他の構成オプションについては、Azure Container Apps CLI のコマンドに関する記事をご覧ください。
環境を作成した後、その中にコンテナー アプリをデプロイできます。 詳しい手順については、「クイック スタート: Azure portal を使用して最初のコンテナー アプリをデプロイする」をご覧ください。
Note
コンテナー アプリ環境は、特定の条件を満たしている場合 (たとえば、環境が 90 日以上アイドル状態のままである場合)、自動的に削除されます。 すべての条件の一覧については、「Azure Container Apps 環境」の「ポリシー」の項をご覧ください。
リージョンのサポート
Azure Container Apps で現在サポートされているリージョンは、Azure Spring Apps でサポートされているリージョンと完全には一致していない場合があります。 「リージョン別の利用可能な製品」で、最新の利用可能状況を確認してください。
価格
Azure Spring Apps インスタンスの場合、料金は利用可能なプラン (Basic、Standard、または Enterprise) のいずれかに基づきます。 一方、Azure Container Apps の価格は、環境の種類と選んだワークロード プロファイルによって異なります。
環境の種類
Azure Container Apps には、Workload profile
と Consumption only
の 2 種類の環境があります。 環境の種類は、Azure Container Apps 環境の作成時に --enable-workload-profiles
パラメーターを使って指定できます。
Workload profile
環境を作成すると、--enable-workload-profiles
は既定で true
に設定されます。 それを false
に設定すると、Consumption only
環境が作成されます。
Workload profile
環境を使うと、従量課金と専用の両方のワークロード プロファイルを作成できます。
Consumption only
環境では、ワークロード プロファイルの作成はサポートされていません。
異なる種類の課金に関する考慮事項について詳しくは、「Azure Container Apps 環境」の「種類」の項をご覧ください。 独自の仮想ネットワークを使う予定の場合は、次の表で概要を示す違いを考慮してください。

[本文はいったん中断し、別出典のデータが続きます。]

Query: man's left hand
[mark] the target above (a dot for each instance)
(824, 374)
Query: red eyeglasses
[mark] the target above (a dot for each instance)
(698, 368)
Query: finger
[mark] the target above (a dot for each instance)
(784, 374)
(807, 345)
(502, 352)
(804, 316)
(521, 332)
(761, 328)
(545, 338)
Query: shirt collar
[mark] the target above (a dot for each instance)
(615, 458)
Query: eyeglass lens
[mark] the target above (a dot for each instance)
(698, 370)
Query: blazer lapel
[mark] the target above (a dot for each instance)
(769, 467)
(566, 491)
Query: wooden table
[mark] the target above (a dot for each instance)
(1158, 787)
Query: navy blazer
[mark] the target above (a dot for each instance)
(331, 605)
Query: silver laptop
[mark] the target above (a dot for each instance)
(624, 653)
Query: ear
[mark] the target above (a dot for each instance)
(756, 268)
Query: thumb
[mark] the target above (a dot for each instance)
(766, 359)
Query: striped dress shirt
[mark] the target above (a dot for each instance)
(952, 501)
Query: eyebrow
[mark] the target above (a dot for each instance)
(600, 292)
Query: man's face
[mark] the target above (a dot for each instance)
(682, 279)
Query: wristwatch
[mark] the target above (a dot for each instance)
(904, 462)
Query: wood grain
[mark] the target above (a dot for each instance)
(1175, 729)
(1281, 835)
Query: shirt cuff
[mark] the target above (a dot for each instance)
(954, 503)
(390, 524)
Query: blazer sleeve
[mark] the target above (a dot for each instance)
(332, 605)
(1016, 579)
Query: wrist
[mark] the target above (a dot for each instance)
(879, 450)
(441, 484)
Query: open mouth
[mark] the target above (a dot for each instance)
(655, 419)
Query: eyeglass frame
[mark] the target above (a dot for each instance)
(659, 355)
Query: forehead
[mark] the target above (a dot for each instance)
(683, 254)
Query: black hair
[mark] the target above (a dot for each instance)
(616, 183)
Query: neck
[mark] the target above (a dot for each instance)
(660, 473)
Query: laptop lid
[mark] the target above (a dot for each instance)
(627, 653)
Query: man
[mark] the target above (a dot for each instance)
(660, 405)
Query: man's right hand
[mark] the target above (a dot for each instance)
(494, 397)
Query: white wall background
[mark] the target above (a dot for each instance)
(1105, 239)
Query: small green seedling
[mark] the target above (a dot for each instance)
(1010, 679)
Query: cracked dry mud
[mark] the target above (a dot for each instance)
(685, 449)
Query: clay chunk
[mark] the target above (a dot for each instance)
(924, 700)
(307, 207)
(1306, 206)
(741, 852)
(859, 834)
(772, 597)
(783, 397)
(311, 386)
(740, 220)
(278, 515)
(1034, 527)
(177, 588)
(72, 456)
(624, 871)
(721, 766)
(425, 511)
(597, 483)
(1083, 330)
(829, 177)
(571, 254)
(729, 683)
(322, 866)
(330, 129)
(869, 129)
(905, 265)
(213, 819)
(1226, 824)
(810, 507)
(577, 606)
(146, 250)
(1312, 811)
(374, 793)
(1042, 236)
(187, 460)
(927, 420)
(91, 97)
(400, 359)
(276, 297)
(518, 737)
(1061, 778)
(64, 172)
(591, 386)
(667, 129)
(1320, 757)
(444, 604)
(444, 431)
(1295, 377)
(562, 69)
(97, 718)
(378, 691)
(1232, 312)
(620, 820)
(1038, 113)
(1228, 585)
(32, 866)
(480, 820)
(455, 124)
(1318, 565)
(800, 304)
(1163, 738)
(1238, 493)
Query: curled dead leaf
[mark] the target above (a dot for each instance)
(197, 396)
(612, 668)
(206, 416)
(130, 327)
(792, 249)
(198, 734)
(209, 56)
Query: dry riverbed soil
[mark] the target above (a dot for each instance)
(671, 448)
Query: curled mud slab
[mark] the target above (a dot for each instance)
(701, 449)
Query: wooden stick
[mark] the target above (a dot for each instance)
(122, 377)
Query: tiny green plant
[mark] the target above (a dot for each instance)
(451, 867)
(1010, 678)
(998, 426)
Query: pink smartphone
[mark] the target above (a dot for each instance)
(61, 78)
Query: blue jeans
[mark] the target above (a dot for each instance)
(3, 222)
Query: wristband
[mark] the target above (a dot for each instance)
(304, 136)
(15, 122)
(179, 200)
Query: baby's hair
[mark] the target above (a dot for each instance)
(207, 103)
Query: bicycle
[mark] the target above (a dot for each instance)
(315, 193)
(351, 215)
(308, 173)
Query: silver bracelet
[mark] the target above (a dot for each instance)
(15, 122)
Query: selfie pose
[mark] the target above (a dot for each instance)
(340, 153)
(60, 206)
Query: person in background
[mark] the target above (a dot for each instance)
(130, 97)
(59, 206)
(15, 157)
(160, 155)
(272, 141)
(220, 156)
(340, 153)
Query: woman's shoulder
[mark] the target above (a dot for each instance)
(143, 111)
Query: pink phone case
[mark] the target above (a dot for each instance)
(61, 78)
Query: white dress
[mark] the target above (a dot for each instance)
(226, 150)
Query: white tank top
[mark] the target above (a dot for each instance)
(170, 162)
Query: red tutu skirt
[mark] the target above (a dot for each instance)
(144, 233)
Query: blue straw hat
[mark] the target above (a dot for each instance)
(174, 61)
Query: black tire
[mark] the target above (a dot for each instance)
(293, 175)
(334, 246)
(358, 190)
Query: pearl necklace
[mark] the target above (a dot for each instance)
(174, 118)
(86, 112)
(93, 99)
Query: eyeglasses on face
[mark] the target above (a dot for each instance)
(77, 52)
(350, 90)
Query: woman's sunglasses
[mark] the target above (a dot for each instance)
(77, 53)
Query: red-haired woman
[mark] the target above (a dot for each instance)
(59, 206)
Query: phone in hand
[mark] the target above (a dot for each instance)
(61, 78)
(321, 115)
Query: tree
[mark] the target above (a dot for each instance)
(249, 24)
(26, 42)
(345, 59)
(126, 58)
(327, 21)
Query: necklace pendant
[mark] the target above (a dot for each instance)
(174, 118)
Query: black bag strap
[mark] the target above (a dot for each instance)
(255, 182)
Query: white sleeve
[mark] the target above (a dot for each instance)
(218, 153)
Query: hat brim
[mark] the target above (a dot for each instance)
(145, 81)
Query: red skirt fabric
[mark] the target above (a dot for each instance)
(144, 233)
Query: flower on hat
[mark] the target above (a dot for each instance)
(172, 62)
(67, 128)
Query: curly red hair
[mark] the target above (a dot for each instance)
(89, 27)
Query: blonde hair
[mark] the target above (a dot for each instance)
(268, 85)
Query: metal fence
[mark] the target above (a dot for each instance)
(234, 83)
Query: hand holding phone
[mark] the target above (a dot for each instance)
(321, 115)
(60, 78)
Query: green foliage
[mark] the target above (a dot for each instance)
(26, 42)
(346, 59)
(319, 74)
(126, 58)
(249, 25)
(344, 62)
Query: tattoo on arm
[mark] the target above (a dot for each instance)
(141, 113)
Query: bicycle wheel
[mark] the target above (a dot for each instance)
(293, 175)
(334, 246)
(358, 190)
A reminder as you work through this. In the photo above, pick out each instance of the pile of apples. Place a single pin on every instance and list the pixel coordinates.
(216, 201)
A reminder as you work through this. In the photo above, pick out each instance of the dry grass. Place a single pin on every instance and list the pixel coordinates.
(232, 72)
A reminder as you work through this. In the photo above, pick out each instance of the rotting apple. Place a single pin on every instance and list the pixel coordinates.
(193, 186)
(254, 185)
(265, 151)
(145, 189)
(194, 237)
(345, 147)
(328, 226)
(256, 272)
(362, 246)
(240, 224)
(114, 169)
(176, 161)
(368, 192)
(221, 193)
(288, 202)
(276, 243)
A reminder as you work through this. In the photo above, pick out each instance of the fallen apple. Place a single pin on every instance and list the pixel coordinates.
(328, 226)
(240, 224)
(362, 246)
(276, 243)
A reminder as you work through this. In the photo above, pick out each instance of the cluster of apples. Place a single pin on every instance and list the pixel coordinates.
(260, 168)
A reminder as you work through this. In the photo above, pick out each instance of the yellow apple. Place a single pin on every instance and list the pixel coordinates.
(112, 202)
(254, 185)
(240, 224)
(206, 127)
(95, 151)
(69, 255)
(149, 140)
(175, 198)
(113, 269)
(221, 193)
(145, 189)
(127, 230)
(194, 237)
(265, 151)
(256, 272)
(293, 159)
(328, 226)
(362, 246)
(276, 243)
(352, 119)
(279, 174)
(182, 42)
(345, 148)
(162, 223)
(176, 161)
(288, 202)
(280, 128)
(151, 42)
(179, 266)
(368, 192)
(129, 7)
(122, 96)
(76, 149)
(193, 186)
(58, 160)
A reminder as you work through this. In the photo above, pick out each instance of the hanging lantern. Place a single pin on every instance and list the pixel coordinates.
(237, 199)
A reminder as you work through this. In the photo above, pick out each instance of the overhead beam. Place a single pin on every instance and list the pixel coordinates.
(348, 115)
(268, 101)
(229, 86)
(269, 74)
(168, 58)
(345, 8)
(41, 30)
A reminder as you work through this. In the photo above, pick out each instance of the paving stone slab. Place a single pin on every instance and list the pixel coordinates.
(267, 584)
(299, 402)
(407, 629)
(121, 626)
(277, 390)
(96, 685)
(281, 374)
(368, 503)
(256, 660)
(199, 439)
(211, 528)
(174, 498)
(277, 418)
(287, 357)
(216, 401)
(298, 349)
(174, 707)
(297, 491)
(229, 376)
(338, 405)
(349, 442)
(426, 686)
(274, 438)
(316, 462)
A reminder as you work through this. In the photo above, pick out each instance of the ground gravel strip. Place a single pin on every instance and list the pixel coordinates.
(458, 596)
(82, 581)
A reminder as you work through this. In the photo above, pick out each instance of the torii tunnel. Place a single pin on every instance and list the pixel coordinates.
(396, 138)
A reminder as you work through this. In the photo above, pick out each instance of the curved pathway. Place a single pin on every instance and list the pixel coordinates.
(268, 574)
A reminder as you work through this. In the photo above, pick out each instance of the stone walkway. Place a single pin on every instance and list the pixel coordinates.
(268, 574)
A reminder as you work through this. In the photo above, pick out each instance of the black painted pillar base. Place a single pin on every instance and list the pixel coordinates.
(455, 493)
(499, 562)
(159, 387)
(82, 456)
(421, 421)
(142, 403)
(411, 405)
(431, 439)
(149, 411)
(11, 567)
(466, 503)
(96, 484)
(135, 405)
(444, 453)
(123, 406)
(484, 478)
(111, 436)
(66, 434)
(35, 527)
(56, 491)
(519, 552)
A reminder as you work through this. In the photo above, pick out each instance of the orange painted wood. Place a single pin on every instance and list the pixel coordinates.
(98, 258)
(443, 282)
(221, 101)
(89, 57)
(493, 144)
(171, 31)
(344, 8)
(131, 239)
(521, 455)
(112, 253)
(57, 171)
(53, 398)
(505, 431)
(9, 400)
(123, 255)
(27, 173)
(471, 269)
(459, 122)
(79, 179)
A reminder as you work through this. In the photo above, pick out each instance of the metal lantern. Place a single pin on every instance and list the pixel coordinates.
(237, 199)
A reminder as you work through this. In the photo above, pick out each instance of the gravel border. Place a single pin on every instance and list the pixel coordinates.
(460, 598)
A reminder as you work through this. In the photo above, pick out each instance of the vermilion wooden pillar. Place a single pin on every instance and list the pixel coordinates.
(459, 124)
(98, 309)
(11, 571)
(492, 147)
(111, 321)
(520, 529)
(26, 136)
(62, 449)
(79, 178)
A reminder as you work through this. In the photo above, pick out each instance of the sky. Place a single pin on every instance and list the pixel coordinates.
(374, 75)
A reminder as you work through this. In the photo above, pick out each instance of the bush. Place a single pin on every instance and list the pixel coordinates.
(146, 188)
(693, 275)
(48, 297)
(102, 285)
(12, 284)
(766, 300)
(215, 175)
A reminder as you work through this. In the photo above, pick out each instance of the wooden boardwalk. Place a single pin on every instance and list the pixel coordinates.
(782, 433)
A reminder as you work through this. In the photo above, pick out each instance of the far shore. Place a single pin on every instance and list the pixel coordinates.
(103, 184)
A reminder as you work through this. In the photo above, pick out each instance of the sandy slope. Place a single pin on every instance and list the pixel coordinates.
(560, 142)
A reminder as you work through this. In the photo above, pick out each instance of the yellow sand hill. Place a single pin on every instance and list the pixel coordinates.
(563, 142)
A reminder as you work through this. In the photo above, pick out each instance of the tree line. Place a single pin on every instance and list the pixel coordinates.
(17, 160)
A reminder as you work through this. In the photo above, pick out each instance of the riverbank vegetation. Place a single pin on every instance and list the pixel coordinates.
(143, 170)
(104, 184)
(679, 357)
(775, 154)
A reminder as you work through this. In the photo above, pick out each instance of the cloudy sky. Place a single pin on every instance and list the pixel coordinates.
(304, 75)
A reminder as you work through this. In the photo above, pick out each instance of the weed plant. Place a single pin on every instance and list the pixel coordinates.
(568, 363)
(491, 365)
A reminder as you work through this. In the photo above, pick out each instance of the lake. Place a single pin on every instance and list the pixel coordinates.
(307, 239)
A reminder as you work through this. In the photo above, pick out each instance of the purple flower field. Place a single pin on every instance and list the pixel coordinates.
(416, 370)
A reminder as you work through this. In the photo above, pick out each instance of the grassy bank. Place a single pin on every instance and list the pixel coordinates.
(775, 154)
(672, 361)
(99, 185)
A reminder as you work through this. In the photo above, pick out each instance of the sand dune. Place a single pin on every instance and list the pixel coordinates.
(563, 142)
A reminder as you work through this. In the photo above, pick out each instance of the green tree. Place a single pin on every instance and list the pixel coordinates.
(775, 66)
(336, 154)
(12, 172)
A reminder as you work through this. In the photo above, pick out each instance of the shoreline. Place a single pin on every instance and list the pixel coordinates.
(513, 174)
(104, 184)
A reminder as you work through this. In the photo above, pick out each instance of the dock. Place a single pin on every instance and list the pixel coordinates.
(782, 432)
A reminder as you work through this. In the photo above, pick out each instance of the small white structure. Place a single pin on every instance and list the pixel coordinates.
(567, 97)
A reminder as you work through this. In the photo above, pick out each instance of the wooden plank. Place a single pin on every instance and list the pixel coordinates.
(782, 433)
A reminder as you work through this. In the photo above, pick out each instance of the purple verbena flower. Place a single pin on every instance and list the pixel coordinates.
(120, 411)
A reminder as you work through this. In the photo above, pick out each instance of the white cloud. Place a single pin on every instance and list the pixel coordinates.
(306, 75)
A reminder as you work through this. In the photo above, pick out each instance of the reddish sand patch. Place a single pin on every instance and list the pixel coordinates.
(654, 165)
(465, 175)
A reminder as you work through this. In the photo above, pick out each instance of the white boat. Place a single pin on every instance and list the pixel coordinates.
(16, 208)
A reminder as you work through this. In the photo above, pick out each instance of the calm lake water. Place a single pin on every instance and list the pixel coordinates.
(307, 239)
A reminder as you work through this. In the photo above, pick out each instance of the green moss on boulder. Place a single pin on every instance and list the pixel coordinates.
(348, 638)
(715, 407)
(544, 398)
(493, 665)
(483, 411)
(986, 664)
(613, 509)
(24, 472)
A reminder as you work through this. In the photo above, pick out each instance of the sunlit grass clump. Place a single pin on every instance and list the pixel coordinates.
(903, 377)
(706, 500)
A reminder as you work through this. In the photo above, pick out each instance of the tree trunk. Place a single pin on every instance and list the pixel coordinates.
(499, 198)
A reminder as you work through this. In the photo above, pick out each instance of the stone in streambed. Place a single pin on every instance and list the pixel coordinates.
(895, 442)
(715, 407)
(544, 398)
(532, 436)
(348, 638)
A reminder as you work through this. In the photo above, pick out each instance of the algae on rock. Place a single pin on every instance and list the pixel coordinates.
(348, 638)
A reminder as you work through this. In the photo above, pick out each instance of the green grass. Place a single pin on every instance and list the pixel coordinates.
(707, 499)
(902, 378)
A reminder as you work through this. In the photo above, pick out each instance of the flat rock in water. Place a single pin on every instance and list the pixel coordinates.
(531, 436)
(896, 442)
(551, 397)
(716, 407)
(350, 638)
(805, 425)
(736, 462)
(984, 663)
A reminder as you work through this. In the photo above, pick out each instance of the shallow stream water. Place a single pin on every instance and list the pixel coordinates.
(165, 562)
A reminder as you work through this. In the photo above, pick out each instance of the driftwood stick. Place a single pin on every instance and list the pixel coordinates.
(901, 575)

環境の種類 | サポートされるプランの種類 | 説明 |
---|---|---|
ワークロード プロファイル | 従量課金、専用 | コンテナー アプリ環境でのユーザー定義ルート (UDR)、NAT Gateway 経由のエグレス、プライベート エンドポイントの作成をサポートします。 必要な最小サブネット サイズは /27 です。 |
消費量のみ | 従量課金プラン | ユーザー定義ルート (UDR)、NAT Gateway 経由のエグレス、リモート ゲートウェイ経由のピアリング、またはその他のカスタム エグレスはサポートされません。 必要な最小サブネット サイズは /23 です。 |
詳しくは、「Azure Container Apps 環境」をご覧ください。
ワークロード プロファイル
Workload profile
環境の作成を選んだ場合は、既定の Consumption
プロファイルを使うか、特定のアプリケーション要件を満たすために追加の Dedicated
プロファイルを作成することができます。 次の表では、これらのオプションについて説明します。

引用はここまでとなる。